Like its predecessors, the latest addition to the Alpine Eagle sports watch is available in Chopard’s Lucent Steel A223 (Ref. 298600-3014) or in 18-karat ethical rose gold (Ref. 295363-5007). In keeping with the ethical approach to which the manufacture is committed, A223 is exclusive to Chopard and made from 70 percent recycled material. It took four years of research to reach “a quality of metal that is just as precious as gold with the superior functionality of steel.” Perhaps more importantly, and thanks to its anti-allergenic composition, it has properties comparable to surgical steel, making it highly skin-friendly. Additionally, with its hardness of 223 Vickers, this alloy is 50 percent more resistant to abrasion than conventional steels (316L stainless steel has a hardness of 152 Vickers) and has a unique shimmering light effect, giving the metal both an “ethereal incandescence” and its name. The second version of the Alpine Eagle with green dial (obtained through a PVD treatment) is available in 18-karat rose gold.
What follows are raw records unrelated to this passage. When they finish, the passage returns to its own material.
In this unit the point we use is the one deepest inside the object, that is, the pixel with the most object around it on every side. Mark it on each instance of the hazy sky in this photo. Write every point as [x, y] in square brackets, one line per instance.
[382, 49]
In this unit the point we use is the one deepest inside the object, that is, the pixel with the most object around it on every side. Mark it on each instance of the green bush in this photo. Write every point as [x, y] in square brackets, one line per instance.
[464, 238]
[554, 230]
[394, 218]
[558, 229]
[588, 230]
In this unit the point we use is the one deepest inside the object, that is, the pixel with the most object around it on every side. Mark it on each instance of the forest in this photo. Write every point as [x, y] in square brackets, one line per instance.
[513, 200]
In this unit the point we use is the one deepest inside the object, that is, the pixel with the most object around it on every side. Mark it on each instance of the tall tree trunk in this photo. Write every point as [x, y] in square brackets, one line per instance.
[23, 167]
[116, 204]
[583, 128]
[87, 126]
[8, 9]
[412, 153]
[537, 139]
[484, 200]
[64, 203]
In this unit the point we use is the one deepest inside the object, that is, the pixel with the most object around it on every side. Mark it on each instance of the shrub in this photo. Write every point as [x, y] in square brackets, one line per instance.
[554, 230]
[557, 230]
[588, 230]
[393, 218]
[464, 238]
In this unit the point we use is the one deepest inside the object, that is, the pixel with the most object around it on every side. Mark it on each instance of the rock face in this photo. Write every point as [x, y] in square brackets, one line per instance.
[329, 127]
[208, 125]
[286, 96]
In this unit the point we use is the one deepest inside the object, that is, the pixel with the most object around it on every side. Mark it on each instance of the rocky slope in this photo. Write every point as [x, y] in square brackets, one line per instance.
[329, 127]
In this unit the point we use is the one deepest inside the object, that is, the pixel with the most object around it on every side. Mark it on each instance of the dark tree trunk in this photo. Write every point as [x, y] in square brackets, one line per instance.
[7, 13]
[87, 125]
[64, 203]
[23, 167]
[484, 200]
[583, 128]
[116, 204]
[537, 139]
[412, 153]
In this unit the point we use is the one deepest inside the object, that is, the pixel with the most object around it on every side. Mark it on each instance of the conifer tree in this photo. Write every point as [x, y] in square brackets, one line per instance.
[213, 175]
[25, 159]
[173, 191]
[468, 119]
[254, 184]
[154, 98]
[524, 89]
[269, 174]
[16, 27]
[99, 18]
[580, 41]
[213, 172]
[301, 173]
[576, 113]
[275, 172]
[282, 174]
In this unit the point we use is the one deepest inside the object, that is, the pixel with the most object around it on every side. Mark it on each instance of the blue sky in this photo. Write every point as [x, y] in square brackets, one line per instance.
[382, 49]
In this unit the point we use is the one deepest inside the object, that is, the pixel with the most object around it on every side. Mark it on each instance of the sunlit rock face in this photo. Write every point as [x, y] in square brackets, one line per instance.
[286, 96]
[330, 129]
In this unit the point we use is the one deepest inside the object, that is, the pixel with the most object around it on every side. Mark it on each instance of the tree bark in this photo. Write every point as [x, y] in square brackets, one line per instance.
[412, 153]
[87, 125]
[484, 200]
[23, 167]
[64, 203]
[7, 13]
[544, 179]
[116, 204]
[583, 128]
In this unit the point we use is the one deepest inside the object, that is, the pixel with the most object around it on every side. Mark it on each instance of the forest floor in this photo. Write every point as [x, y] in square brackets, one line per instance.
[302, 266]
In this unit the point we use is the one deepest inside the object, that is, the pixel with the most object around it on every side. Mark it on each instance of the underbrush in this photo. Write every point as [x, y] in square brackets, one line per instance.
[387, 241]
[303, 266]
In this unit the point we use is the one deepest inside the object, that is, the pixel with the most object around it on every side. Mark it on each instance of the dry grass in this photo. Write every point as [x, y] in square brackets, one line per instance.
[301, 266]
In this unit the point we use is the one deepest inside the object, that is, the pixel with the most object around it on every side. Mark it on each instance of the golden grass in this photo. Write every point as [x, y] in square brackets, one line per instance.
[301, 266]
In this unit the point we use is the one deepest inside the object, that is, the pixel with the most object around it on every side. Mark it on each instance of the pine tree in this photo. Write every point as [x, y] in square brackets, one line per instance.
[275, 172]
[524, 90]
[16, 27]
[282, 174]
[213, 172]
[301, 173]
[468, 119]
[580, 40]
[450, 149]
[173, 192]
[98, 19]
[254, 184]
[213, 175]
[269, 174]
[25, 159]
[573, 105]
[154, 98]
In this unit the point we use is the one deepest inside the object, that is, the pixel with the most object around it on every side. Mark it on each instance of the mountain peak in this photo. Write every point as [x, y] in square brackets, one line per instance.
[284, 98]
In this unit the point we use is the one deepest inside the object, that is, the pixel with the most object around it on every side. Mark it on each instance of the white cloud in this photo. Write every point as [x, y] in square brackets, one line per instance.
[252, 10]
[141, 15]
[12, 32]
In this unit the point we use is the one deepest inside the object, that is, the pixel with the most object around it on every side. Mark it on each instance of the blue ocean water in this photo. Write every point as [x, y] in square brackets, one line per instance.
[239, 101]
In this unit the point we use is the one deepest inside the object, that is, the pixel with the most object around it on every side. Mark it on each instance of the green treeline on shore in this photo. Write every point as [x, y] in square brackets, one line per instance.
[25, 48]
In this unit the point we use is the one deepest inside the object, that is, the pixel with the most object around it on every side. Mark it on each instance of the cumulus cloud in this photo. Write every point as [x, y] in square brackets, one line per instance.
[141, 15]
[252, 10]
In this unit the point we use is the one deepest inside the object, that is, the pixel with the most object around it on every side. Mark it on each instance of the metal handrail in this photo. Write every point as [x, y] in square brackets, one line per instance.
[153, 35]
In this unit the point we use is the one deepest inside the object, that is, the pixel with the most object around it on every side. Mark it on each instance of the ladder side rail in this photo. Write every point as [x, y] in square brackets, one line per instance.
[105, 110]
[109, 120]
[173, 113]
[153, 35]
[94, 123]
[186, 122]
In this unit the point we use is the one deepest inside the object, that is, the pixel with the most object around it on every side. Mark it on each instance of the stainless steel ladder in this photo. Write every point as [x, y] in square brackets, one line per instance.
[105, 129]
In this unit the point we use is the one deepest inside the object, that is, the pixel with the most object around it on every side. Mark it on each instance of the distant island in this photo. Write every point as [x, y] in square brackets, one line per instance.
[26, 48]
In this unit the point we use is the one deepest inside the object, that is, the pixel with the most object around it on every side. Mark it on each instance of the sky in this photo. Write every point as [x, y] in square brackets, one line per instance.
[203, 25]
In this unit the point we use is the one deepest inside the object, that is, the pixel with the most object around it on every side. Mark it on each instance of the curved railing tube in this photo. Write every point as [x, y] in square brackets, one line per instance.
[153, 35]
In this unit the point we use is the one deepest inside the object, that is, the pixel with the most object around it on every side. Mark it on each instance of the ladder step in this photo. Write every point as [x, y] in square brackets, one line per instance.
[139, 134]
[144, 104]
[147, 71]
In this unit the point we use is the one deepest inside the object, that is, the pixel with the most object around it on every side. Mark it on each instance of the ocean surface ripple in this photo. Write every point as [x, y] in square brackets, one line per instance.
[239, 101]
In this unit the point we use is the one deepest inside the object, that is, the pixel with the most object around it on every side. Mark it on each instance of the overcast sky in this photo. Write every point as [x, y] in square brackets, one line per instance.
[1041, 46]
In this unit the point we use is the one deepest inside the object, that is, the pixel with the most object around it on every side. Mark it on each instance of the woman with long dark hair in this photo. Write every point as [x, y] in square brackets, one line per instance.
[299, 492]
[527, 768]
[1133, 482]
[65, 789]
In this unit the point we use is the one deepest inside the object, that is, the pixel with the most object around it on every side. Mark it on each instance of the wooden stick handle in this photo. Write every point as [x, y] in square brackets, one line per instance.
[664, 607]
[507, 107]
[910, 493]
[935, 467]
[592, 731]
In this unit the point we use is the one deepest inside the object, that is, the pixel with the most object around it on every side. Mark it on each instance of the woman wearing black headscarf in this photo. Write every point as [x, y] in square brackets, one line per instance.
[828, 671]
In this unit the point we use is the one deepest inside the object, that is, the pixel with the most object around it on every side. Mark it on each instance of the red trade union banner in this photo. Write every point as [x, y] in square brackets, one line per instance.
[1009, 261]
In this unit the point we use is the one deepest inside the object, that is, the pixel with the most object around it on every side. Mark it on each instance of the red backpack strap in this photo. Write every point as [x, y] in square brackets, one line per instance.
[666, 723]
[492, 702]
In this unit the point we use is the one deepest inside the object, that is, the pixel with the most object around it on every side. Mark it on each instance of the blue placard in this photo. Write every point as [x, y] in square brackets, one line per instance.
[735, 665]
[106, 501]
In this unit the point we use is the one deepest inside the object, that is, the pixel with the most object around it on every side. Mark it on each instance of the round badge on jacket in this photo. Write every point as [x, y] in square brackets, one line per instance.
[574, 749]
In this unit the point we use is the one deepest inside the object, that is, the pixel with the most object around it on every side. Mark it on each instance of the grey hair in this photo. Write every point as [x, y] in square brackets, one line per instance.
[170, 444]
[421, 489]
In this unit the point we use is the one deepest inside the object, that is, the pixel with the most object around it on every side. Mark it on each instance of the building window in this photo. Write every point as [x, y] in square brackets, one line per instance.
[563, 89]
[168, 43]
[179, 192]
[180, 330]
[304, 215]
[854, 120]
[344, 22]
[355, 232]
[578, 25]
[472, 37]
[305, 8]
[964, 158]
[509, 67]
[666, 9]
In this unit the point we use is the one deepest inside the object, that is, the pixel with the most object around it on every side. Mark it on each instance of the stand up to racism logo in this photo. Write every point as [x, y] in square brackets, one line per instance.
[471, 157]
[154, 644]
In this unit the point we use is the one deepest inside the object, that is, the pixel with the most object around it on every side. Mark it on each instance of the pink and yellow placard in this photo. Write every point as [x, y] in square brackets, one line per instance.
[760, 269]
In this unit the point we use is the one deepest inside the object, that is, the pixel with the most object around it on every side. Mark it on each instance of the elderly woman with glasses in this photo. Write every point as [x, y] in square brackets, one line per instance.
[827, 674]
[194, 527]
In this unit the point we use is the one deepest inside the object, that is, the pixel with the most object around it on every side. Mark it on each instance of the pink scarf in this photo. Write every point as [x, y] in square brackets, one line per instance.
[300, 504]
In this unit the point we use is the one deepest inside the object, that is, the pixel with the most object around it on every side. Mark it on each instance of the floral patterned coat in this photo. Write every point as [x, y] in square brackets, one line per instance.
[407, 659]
The gold is 100 percent ethical, as is indeed the case for all the maison’s watch and jewelry creations since July 2018 (Chopard has been a member of the Responsible Jewellery Council since 2010).

Inside this modern luxury sports watch is Chopard’s 01.01-C automatic manufacture caliber, a COSC-certified chronometer consisting of 207 parts that offers a power reserve of 60 hours (frequency is 28,800 vph or 4 Hz). In this execution, the movement comes with a matching green date disk. The Alpine Eagle Pine Green retails for $14,800, the gold version for $51,000; both are available exclusively in Chopard boutiques.